At least in Java, C#, Golang. And even psycopg2 offers a Pooling Abstraction (I guess it's not used in Django, but SQLAlchemy offers that aswell) But of course running a blocking driver atop a non-blocking framework does not give the best performance.
However just challenging it without proof is not really that useful.
Also some workloads are better for Threaded Servers while others are better in Async Fashion, it's also highly unlikely that just wrapping your Database connection in a Async function that it will be faster or better suited for a async workload. If you are not non-blocking from the ground up you will still carry a lot of overhead around.
OK but you're doing....500 req/s let's say, so, if base latency is 50ms, you're going to have at least 25 requests in play at once, so that's 500 database connections. That's one worker process. If your site is using....two app servers, or your web service has multiple worker processes, or etc., now you have 1000, 1500, etc. database connections in play at capacity. This is a lot. Not to mention you'd better be using a middleware connection pool if you have that many connections per process to at least reduce the DB connection use for processes that aren't at capacity.
On MySQL, each DB connection is a thread (MariaDB has a new thread pooling option also), so after all the trouble we've gone to not use threads, we are stuck with them anyway. On Postgresql, each DB connection is a fork(), and they also use a lot of memory. In both of these cases, we have to be mindful of having too many connections in play for the DB servers to perform well. We're purposely using many, many more DB connections than we need on the client side to try to grab at some fleeting performance gain by stacking small queries among several transactions/connections per request which is not how these databases were designed to be used (a DB like Redis, sure, but an RDBMS, not so much), and on the client side, I still argue that the overhead of all the async primitives is going to be in a very tight race to not be ultimately slower than running the queries in serial (plus the code is much more complicated), and throughput across many requests is reduced using this approach.

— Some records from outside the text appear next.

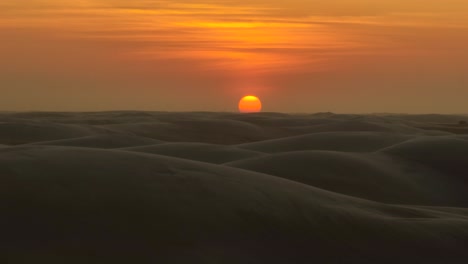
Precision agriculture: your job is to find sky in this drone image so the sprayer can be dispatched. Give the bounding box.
[0,0,468,113]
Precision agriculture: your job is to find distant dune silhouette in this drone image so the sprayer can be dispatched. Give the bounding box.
[0,111,468,264]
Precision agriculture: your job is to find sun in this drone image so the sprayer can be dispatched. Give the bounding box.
[239,95,262,113]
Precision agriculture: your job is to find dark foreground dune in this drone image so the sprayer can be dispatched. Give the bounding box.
[0,112,468,264]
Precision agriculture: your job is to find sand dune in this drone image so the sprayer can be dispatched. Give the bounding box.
[0,146,468,263]
[239,132,411,153]
[0,122,98,145]
[226,151,460,206]
[29,134,163,148]
[0,111,468,264]
[125,143,263,164]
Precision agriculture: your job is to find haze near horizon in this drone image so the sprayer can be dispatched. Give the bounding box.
[0,0,468,113]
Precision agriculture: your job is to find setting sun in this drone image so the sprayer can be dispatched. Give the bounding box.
[239,95,262,113]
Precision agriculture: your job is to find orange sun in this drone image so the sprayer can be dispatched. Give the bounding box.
[239,95,262,113]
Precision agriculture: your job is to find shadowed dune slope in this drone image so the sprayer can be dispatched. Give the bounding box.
[226,151,460,206]
[29,134,163,148]
[125,143,263,164]
[0,146,468,264]
[381,137,468,178]
[238,132,411,153]
[106,119,268,144]
[0,122,99,145]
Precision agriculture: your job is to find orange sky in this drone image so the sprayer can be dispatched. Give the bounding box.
[0,0,468,113]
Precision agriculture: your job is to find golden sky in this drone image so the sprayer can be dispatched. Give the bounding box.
[0,0,468,113]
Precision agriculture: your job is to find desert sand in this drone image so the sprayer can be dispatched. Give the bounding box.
[0,111,468,264]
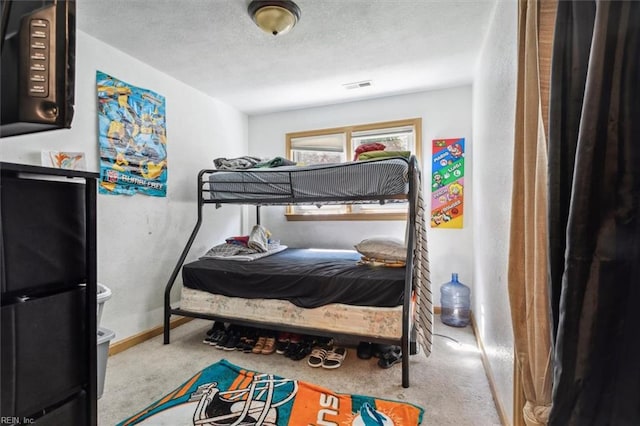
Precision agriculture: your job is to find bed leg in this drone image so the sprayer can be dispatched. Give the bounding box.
[402,354,409,388]
[409,324,420,355]
[400,333,411,388]
[164,314,171,345]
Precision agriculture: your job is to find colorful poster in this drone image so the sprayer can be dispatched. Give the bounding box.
[96,71,167,197]
[431,138,464,228]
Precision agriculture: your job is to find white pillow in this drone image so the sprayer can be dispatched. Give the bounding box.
[354,238,407,261]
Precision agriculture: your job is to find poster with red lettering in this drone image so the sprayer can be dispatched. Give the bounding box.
[431,138,464,229]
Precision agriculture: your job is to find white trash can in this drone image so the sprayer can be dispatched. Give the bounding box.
[97,327,116,398]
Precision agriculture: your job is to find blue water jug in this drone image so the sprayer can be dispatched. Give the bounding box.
[440,272,471,327]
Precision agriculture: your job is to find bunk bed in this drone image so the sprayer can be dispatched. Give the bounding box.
[164,156,433,387]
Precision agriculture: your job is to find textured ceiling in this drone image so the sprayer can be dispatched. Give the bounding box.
[76,0,496,115]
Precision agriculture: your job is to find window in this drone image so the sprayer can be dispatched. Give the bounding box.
[286,118,422,220]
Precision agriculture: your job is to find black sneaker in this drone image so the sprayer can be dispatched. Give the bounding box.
[222,331,240,351]
[216,331,231,349]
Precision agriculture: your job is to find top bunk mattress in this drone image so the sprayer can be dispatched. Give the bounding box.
[182,248,405,308]
[203,158,409,203]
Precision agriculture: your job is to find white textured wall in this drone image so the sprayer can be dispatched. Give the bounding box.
[472,0,517,422]
[0,32,247,341]
[249,85,476,305]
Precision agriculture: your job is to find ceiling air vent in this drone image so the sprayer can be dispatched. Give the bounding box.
[342,80,371,90]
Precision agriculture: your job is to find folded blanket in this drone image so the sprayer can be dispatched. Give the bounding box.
[200,244,287,262]
[353,142,386,161]
[358,151,411,161]
[255,157,296,168]
[247,225,271,253]
[213,156,262,170]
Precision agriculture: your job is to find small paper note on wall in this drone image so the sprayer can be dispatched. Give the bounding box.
[431,138,464,228]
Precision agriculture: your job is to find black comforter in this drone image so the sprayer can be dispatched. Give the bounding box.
[182,248,405,308]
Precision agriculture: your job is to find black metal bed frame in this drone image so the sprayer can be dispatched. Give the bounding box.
[164,156,420,388]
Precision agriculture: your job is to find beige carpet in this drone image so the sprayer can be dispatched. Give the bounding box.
[98,320,500,426]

Marginal / fleeting gains on the client vs. huge price to pay on the server + code complexity + ACID is gone makes this a pretty tough value proposition.
Postgresql wiki at https://wiki.postgresql.org/wiki/Number_Of_Database_Connecti...: "You can generally improve both latency and throughput by limiting the number of database connections with active transactions to match the available number of resources, and queuing any requests to start a new database transaction which come in while at the limit. ". Which means stuffing a load of connections per request means you're limiting the throughput of your applications....and throughput is the reason we'd want to use non-blocking IO in the first place.
> However just challenging it without proof is not really that useful.
this is all about a commonly made assertion (async == speed) that is never shown to be true and I only ask for proof of that assertion. Or maybe if blog posts like this one could be a little more specific in their language, which would go a long way towards bringing people back into reality.
yes there are workloads, where everything you says is true. but most other workloads, like 80% of all the web pages don't need what you describe.
also some pages don't have a conventionell database at all. some people have a cache or some other services in place, some people use microservices, some people connect to other internet providers, other services like lpd/ipp etc. the world is just not black and white. everything what you describe is uterly crap since you just try to talk around, cause your application is not as complex as others. and yes in prolly 60-70% of the cases async will not yield more "speed"/"performance" however you call it.
I work with Openstack. I don't think you're going to find something more complicated :). (it does use eventlet for most services , though it's starting to move away from that model back to mod_wsgi / threads).